Today, he kept it up in this post, “Yahoo Should’ve Bought BuzzFeed, Not Tumblr and the Seven Dwarfs Of Acqui-Hires”: “It’s about content and distribution — with communications as well. Yahoo has all the pieces to do this. But they have no strategy, which stems from a lack of leadership. What is the Yahoo strategy? Daily habits? That’s a buzzword — not a strategy. Buying BuzzFeed or Vice could have helped transform Yahoo, if Yahoo’s management had been willing to step aside and give full control of all of Yahoo’s core business to the competent management of either of those companies. But they didn’t.”

That one I gotta agree on, although I am not sure Mayer would have been able to purchase either content property.

In any case, Jackson’s attacks have had little impact on Yahoo shares over the last month — the stock is down only slightly.

There also does not seem to be an imminent bid or activist attack as yet. Sources close to the situation told me that Alibaba has no intention of trying to buy Yahoo and, even with the recent arrival of former Google exec Nikesh Arora at SoftBank, such an acquisition would come further along, if at all.

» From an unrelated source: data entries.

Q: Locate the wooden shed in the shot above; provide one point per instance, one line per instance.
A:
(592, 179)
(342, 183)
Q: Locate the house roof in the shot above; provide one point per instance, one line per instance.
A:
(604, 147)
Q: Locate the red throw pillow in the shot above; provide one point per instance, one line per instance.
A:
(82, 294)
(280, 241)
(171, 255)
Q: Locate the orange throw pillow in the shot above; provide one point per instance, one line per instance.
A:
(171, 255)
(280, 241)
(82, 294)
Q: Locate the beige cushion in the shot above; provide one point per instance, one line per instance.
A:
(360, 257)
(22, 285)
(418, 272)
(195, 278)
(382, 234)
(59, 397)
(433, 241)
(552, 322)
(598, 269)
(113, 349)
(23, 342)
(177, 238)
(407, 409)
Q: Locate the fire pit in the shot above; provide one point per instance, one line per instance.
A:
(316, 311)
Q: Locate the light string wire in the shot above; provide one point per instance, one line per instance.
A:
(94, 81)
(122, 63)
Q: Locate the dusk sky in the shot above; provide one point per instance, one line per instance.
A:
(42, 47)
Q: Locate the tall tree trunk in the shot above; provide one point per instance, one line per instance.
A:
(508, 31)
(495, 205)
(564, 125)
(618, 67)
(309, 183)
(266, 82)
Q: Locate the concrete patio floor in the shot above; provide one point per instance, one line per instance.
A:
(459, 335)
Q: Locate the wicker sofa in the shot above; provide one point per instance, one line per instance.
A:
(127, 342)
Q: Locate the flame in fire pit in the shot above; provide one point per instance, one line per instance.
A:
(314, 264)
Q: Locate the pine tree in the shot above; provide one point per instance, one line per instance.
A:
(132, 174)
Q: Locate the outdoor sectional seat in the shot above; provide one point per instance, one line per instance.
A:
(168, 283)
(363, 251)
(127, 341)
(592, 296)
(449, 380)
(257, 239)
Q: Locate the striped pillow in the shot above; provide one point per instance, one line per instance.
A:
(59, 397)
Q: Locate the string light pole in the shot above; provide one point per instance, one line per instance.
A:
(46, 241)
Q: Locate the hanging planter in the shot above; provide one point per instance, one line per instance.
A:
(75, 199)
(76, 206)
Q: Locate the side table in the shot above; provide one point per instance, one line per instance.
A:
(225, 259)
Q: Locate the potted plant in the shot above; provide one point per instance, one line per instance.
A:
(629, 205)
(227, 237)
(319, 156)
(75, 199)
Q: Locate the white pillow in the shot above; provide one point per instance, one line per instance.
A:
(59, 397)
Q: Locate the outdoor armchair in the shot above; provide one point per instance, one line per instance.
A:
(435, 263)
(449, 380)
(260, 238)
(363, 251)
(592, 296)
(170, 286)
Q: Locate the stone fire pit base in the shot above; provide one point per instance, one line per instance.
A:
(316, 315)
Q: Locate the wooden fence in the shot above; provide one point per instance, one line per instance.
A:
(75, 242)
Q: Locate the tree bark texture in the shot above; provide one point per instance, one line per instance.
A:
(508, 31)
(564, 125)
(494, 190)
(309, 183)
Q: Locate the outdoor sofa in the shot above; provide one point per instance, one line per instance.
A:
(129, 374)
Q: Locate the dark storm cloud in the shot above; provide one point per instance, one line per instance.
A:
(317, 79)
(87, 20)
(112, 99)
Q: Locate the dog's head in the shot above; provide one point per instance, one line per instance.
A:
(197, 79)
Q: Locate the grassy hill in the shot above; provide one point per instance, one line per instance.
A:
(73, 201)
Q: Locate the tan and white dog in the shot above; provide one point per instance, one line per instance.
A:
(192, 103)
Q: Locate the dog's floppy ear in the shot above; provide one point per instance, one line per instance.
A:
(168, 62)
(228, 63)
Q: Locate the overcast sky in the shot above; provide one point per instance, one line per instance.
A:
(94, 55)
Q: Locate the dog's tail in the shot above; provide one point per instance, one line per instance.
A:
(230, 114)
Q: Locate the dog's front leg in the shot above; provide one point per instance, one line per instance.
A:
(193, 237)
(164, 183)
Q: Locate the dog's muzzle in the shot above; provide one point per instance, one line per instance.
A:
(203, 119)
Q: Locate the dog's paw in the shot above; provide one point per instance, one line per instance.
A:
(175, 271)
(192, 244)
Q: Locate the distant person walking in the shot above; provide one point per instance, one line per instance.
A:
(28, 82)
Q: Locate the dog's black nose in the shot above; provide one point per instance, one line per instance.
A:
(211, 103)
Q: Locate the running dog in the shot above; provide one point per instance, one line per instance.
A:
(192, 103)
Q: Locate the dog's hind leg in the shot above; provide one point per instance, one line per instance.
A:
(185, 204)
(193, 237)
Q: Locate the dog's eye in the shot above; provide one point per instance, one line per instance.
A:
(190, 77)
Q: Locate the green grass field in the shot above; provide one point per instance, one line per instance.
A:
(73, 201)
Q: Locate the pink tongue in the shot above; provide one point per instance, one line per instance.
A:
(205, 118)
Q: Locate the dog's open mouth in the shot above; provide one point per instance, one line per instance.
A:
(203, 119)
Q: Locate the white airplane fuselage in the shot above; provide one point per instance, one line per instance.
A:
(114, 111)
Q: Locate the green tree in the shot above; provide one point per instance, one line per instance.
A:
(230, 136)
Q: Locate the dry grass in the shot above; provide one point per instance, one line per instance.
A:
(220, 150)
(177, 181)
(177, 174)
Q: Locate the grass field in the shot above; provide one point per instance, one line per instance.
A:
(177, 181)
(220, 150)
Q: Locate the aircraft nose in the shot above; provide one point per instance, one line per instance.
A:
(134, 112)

Last of all, one obvious buyer — Microsoft — seems entirely uninterested at this moment, too.

In addition, given that Yahoo’s lucrative remaining shares in Alibaba are locked up for a year after the IPO, several prominent activist investors I spoke to said that any big upside would be much farther into the future.

That said, one large Yahoo investor noted to me that everyone will be watching carefully what Mayer does with the Alibaba windfall she will get in September, noting that big shareholders have told her outright that they want most of the money back via stock buybacks or a dividend. Yahoo has already publicly committed to giving back at least half the proceeds.

“Given how her acquisitions have not yet moved the ball, investors are not likely to give her a lot of room to buy more,” said one prominent shareholder. “If she does something big, she might be in a fight for her life.”

To push that along, Jackson said he will soldier on.

“As you can see, I’m not holding back in my criticism of her. I think she needs to go and I’m trying to lay all the facts out about her lack of results so that investors are aware of them and can potentially act before she makes any more acquisitions after she gets the Alibaba cash,” he wrote in an email to me. “But we will see what happens. She’s clearly handpicked this board to support her so she can clearly fight anything. I don’t think she’s used to public sustained criticism so I’m not sure how she’ll handle it — fight or flight.”